General counsel Jennifer Abruzzo wrote that certain athletes should be considered employees under the National Labor Relations Act. Schools could be in violation of the act if they mislead athletes — and Abruzzo specifically attacked the phrase “student-athletes.”
This doesn’t automatically change athletes’ status. But it promised that Abruzzo will take this stance in future cases brought before the NLRB.
Here’s where lawmakers and NCAA officials stand:
- Unsurprisingly, Emmert, McWilliams, and Livingstone all opposed the idea — reflecting the NCAA’s official stance — though Emmert said “student-athlete” less than usual.
- Rep. Lori Trahan (D-Mass.) said that NIL rights, and the NLRB’s memo, were “long overdue.”
- Rep. Jan Schakowsky (D-Ill.), endorsed the College Athlete Bill of Rights and helped Northwestern football players try to unionize, so she supports the idea.
- Huma has also long supported giving athletes protections under employment law.

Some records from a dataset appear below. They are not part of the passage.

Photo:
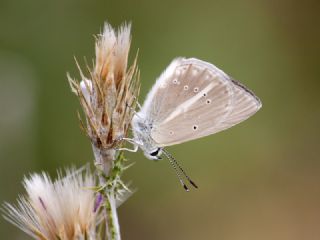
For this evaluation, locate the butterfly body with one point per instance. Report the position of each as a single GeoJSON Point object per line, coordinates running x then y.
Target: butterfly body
{"type": "Point", "coordinates": [190, 100]}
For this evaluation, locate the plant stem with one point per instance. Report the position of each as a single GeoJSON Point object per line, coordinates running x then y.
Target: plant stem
{"type": "Point", "coordinates": [104, 159]}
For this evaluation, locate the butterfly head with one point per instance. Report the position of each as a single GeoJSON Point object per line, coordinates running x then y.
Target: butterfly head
{"type": "Point", "coordinates": [154, 155]}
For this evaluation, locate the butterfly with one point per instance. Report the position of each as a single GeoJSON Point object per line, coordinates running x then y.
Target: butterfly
{"type": "Point", "coordinates": [191, 99]}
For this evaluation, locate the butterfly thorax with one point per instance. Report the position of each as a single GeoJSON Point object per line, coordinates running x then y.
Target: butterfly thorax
{"type": "Point", "coordinates": [142, 137]}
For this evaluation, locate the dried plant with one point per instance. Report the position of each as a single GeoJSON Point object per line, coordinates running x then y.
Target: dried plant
{"type": "Point", "coordinates": [74, 207]}
{"type": "Point", "coordinates": [108, 98]}
{"type": "Point", "coordinates": [61, 209]}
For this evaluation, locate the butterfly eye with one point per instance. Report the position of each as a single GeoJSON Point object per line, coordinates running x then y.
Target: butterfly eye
{"type": "Point", "coordinates": [155, 153]}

Emmert and co. warned that making athletes employees might be the end of college sports as we know them — a baseless threat they’ve used every time compensation reform has been on the table.
They said that schools would be forced to cut women’s sports if they had to divert revenue to compensate football players, for example. But Title IX requires that schools provide equitable women’s sports opportunities regardless of revenue.
Either way, if any college athletes get reclassified as employees, it won’t happen for a long time. But as long as Abruzzo is in charge, the movement seems to have a friend at the NLRB.